Ein Gastbeitrag von Judith Klups
Ob wir von New Work, Digitalisierung oder Digitaler Transformation sprechen, klar ist: die Arbeitswelt befindet sich in einem fundamentalen Wandel und „Arbeit“ befindet sich auf dem Weg in die nächste Evolutionsstufe. Die Digitalisierung ist womöglich der stärkste Treiber, denn sie verändert alles: unsere Art zu arbeiten, zu leben, zu kommunizieren, zu führen. Die Art, Wissen zu erwerben, weiterzugeben und zu erweitern, sich Informationen zu beschaffen und zu teilen. Die Art, zu konsumieren, zu (ver)kaufen und zu teilen. Die Veränderung bezogen auf die Arbeitswelt werden einschneidend sein: Dienstleistungen und Produkte werden sich womöglich komplett verändern, Arbeit wird kein Ort mehr sein, an den man geht und die Aufgaben, die Arbeitsweise, Arbeitszeiten und -orte werden sich wandeln. Aufgaben werden komplett wegfallen, dafür kommen neue hinzu, die wir heute noch nicht benennen können. Wenn Unternehmen bereit sind, sich frühzeitig mit dem Wandel auseinanderzusetzen, birgt er große Chancen: sich zukunftsgerichtet aufzustellen, Innovationsführer und ein attraktiver Arbeitgeber zu bleiben oder zu werden und „Arbeit“ so zu gestalten, dass eine Balance zwischen den Anforderungen des Unternehmens sowie denen der Mitarbeiter entsteht.

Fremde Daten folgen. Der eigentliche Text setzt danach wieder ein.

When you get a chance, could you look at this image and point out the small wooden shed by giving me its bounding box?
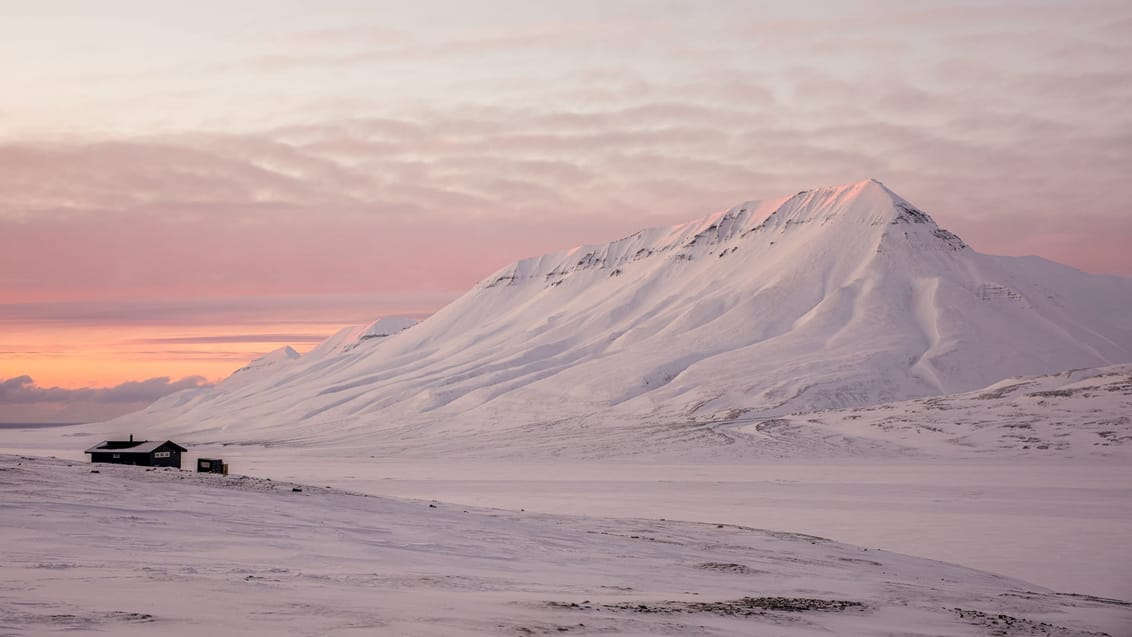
[86,434,188,468]
[197,458,228,474]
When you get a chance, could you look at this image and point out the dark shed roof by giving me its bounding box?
[85,440,188,454]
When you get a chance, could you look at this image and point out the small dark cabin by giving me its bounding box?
[86,434,188,468]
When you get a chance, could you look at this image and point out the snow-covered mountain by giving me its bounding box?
[108,180,1132,447]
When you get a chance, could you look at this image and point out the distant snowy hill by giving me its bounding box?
[112,180,1132,455]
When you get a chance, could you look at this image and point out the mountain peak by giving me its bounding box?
[764,179,935,226]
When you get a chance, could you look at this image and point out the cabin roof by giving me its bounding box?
[85,440,188,454]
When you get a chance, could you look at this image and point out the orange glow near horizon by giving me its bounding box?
[0,324,343,388]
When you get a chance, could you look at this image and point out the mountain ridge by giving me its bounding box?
[106,180,1132,459]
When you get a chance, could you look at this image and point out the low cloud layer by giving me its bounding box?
[0,0,1132,423]
[0,376,209,422]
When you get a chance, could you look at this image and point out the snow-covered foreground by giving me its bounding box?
[0,456,1132,635]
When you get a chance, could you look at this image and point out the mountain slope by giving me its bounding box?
[106,180,1132,452]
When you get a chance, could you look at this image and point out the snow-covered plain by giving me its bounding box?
[0,180,1132,636]
[0,456,1132,636]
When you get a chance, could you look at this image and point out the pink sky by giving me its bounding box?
[0,0,1132,421]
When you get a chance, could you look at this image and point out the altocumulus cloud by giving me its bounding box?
[0,375,209,422]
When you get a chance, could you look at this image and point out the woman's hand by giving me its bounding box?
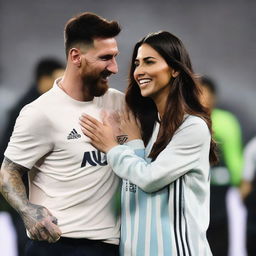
[80,114,118,153]
[120,110,141,141]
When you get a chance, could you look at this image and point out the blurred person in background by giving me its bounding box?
[199,76,243,256]
[240,137,256,256]
[0,57,64,256]
[0,57,64,163]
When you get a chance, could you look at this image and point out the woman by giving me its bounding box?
[81,31,216,256]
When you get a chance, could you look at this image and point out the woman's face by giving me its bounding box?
[133,44,173,100]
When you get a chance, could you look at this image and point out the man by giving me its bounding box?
[200,77,243,256]
[0,13,124,256]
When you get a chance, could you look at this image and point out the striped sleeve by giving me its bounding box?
[107,120,210,192]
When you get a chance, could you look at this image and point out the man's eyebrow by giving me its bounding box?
[135,56,156,61]
[99,52,119,58]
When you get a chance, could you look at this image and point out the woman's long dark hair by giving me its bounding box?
[126,31,217,163]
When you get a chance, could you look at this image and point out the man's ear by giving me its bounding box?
[69,48,82,67]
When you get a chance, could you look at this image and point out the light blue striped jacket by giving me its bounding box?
[107,115,212,256]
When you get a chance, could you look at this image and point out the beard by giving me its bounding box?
[82,70,111,97]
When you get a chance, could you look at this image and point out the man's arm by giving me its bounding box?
[0,158,61,242]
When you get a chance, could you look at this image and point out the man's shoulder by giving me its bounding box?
[20,89,54,117]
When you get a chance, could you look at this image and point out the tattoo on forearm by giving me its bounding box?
[116,134,128,145]
[0,158,28,211]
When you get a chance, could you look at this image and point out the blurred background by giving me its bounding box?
[0,0,256,256]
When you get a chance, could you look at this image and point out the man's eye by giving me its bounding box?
[100,56,113,61]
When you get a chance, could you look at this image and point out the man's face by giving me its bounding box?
[81,38,118,97]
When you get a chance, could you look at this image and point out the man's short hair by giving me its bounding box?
[64,12,121,56]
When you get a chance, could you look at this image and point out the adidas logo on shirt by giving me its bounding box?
[67,129,81,140]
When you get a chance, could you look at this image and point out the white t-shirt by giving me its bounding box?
[5,80,124,244]
[243,137,256,182]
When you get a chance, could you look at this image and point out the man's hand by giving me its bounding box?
[0,158,61,243]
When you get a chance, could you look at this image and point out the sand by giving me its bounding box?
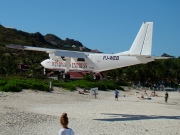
[0,88,180,135]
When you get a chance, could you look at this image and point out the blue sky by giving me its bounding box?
[0,0,180,57]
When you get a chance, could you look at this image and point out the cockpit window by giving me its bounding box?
[77,58,85,61]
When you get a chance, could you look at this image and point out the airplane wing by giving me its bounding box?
[6,44,88,58]
[120,54,173,60]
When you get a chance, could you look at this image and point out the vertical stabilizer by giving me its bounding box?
[129,22,153,55]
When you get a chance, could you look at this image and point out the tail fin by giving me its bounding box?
[128,22,153,55]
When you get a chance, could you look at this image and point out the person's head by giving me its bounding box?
[60,113,69,128]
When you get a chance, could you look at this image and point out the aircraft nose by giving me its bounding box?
[41,60,48,67]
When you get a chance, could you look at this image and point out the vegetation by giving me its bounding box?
[0,25,180,91]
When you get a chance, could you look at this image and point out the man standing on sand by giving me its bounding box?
[164,92,169,103]
[115,89,119,101]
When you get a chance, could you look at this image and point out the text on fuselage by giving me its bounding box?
[103,56,119,60]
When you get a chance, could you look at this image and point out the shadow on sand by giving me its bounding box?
[93,113,180,122]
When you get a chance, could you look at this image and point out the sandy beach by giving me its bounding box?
[0,88,180,135]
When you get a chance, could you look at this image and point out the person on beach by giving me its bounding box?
[58,113,74,135]
[164,92,169,103]
[115,89,119,101]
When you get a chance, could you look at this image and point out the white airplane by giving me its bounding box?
[6,22,167,79]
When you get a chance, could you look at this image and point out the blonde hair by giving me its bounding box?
[60,113,69,127]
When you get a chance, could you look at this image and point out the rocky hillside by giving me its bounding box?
[0,25,90,51]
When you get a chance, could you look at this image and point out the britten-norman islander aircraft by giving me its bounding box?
[6,22,167,78]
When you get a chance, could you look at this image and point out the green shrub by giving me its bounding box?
[1,84,22,92]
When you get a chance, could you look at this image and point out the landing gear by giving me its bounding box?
[63,73,70,80]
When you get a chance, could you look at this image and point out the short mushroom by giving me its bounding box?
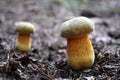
[60,16,95,70]
[15,22,35,52]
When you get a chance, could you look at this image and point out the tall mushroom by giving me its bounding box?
[60,16,95,70]
[15,22,35,52]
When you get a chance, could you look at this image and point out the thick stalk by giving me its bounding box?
[16,34,31,51]
[67,35,94,69]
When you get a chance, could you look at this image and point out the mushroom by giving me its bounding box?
[15,22,35,52]
[60,16,95,70]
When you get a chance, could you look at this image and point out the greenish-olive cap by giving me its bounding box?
[15,22,35,34]
[60,17,94,38]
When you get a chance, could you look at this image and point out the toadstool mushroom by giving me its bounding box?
[15,22,35,52]
[60,16,95,70]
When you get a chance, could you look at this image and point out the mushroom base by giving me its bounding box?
[67,35,94,70]
[16,34,31,51]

Der Weg in die Arbeitswelt von Morgen ist für jedes Unternehmen ein individueller Gestaltungsprozess. Aktives Gestalten ist jedoch in einer Welt, die geprägt ist von Veränderungen, herausfordernd. In einem ersten Schritt gilt es, die Ganzheitlichkeit und Grundsätzlichkeit des Wandels der Arbeitswelt zu realisieren und zu akzeptieren.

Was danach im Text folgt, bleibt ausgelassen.